ALM Antillean Airlines was founded on Aug. 1, 1964, as a division of the Dutch national carrier KLM. The Netherland Antilles were a constituent country under the Kingdom of the Netherlands and consisted of Curaçao, Sint Maarten, Aruba, Bonaire, Saba, and Sint Eustatius.
The islands were separated by the large Caribbean Sea, with three islands on the Leeward Islands in the east, and three islands on the Leeward Antilles in the south. The distance between the islands made air travel a must.
The airline was based in Curaçao and started operations with three Convair 580s to seven destinations. The initial destinations were Aruba, Bonaire, and Sint Maarten in the Netherland Antilles, as well as St. Kitts, Barranquilla, Maracaibo, and Caracas. Tourism surged in the Caribbean, and ALM grew with it. Two Douglas DC-9s were added as well as two Fokker F-27s to replace the Convairs.

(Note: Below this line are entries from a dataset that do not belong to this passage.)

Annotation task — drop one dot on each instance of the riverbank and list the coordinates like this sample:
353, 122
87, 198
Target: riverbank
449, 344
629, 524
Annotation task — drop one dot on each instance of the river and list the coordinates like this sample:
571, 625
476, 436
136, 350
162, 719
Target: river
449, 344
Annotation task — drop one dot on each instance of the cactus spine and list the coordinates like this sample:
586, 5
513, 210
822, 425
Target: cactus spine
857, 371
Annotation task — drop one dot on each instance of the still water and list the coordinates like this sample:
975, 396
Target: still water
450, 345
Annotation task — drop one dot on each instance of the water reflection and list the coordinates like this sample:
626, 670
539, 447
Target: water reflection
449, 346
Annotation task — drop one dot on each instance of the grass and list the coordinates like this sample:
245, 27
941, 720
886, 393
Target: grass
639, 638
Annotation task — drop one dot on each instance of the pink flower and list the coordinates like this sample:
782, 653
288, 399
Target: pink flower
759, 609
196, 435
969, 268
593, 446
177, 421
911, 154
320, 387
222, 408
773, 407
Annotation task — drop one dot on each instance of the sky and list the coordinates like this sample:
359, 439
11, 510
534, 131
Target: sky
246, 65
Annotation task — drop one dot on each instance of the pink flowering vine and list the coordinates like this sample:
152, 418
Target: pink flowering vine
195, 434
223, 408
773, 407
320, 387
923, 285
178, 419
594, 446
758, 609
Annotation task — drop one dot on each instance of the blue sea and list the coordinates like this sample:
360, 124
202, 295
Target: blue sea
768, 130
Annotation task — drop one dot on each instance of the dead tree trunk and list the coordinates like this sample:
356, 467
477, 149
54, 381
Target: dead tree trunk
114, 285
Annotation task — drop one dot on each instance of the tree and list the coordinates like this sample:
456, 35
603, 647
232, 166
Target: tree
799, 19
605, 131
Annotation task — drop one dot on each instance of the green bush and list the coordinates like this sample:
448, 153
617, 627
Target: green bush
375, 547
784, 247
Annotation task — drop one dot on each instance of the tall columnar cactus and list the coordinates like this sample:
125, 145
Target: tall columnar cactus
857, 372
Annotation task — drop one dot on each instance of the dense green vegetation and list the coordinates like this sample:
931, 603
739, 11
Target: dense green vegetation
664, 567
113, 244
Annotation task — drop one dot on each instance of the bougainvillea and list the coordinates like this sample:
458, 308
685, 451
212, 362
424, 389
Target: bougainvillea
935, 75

At the beginning of 1969, the Antillean government purchased a 96 percent share in ALM from KLM, making the carrier state-owned. Tourism continued to boom in the Antilles, allowing ALM to charter a Douglas DC-8 for direct flights to New York and Miami. From 1970 to 1973 the DC-8 was replaced with a chartered Boeing 727 from Braniff. During this timeframe, the Fokkers were replaced with a third DC-9, and for a short time, the airline became an all-jet operation.
The airline moved into cargo operations during the 1970s with the purchase of a Douglas DC-6 in 1972. The airline also acquired deHavilland Twin Otters to operate shorter routes that were uneconomical on the larger Douglas DC-9. The Twin Otter flights were operated between Aruba, Curaçao, and Bonaire and were labeled as ABC Commuter. The operation became a success and ALM was profitable through 1978.
The growth of the airline necessitated larger jets and upgraded DC-9s were added to the fleet. Boeing 727s were added for routes to Chicago, New York, and Detroit. The Twin Otters were replaced in 1978 with Shorts 330s. During this time, a partnership with KLM was renewed, with KLM hoping to turn ALM into a Caribbean hub for the carrier.
The companies success began to dwindle in 1979 due to an increase in fuel prices and lower tourist demand. Competition also increased at the same time, with Eastern and American competing with ALM on some of their key routes to the United States. The 1980s saw the carrier end DC-8 flights and sell off the Boeing 727s and Shorts 330, concentrating on four Douglas DC-9s for the fleet. Those DC-9s were replaced in 1982 by three larger McDonnell Douglas MD-80’.
The 1980s saw the airline begin to return to profitability and success and two Fairchild FH-227s were purchased for short-haul routes. The airline’s route map had shrunk, serving only 13 destinations in the Caribbean as well as New York and Miami. The independence of Aruba also caused trouble for the airline, as the new Air Aruba, began competing with ALM between Aruba and Curaçao. Revenue began to dwindle on the route, as the two airlines shared passengers.
The 1990s saw the airline struggle. ALM was facing stiff competition on some of its most profitable routes, as well as a shift in the aviation industry. Despite this, the airline purchased the deHavilland Dash 8-300 to replace the Fairchilds on short-haul routes. In 1991, KLM reinvested in the airline, but the airline continued to struggle financially. The new millennium saw the airline on the verge of bankruptcy.
KLM saw the signs and swapped its Amsterdam flight from Curaçao to Bonaire, leaving a brand new ALM catering building in Curaçao unused. It all collapsed for ALM in September of 2001 when the airline declared bankruptcy and shut down. The 37-year-old airline had been facing losses for most of the 1980s and 1990s. In its place, a new airline, Dutch Caribbean Airlines, took over some routes, however, they closed in 2004.